One of the highlights of CAIR 2016 was Data Mining to Identify Grading Practices, a splendid presentation by Kelly Wahl and Nida Rinthapol of UCLA. But besides the quality of the slides, the eloquence of the speakers, and the application of machine learning, I confess I was most intrigued by SPSS, the statistical software. What I felt was excitement–not so much excitement at learning a new tool, but the thrill of a challenge: what they’re doing in SPSS, I was determined to replicate in R. And if Twitter and #rstats are at all representative of the R community, I wager most useRs would have felt something similar. Petty? Probably. Insecure? Perhaps. But come hell or high water, anything SPSS can do, R can do better.

No, I don’t actually believe that. In all seriousness, this was just a practice exercise and a half-decent excuse for a blog. Happily, I learned some new things along the way, such as dplyr’s helpful helper functions vars(), and funs().

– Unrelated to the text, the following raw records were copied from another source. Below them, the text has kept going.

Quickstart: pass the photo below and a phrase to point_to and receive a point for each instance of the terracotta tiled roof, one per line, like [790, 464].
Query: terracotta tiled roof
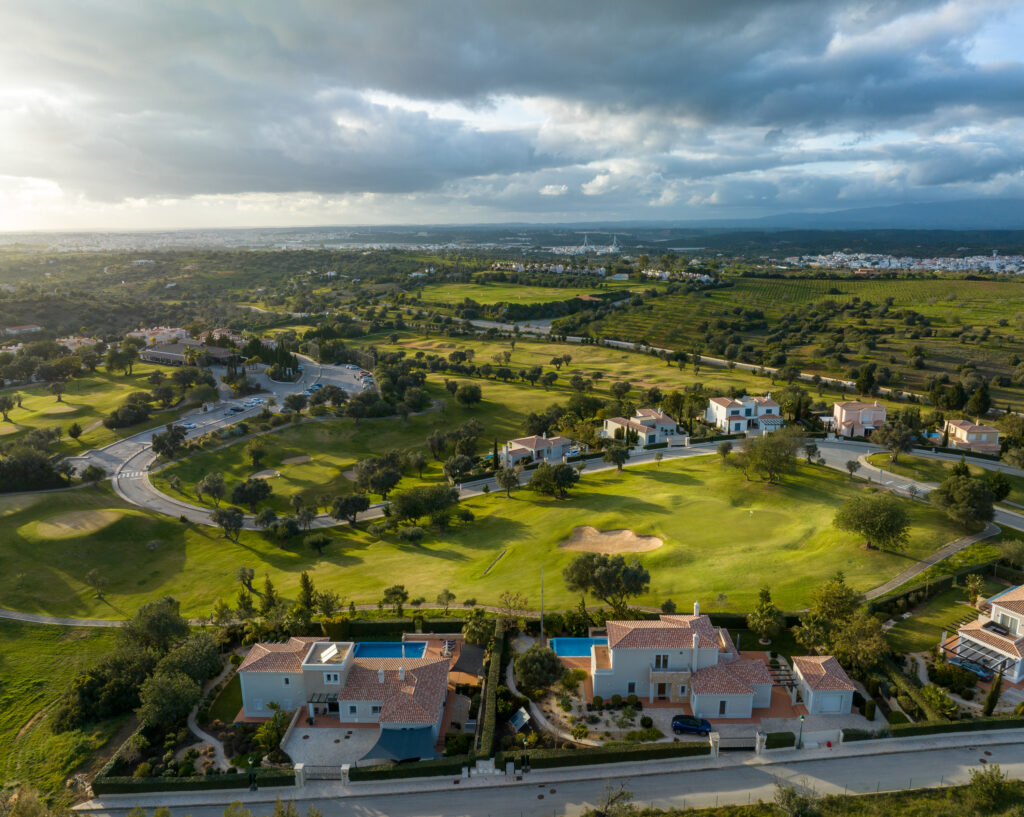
[671, 632]
[1010, 646]
[417, 698]
[284, 657]
[822, 672]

Both expanded my understanding of the #tidyverse and helped abstract my thinking across columns.

In short, we started with a data frame where each row was a student id, term, course, section, and grade. The goal was to reshape the idea into percentiles of each grade earned for each section. If you’d like to follow along and explore on your own, Kelly and Nida very helpfully published the sample data available through the url below.

Script:

library(tidyverse)
library(haven)

url <- "http://www.kellywahl.com/CAIR2016/Course_Offering_Enrollments_with_Grades_CAIR.sav"
destfile <- "cair2016_kmeans.sav"
if (!file.exists(destfile)) {
  download.file(url, destfile)
}
cair_data <- read_sav("cair2016_kmeans.sav")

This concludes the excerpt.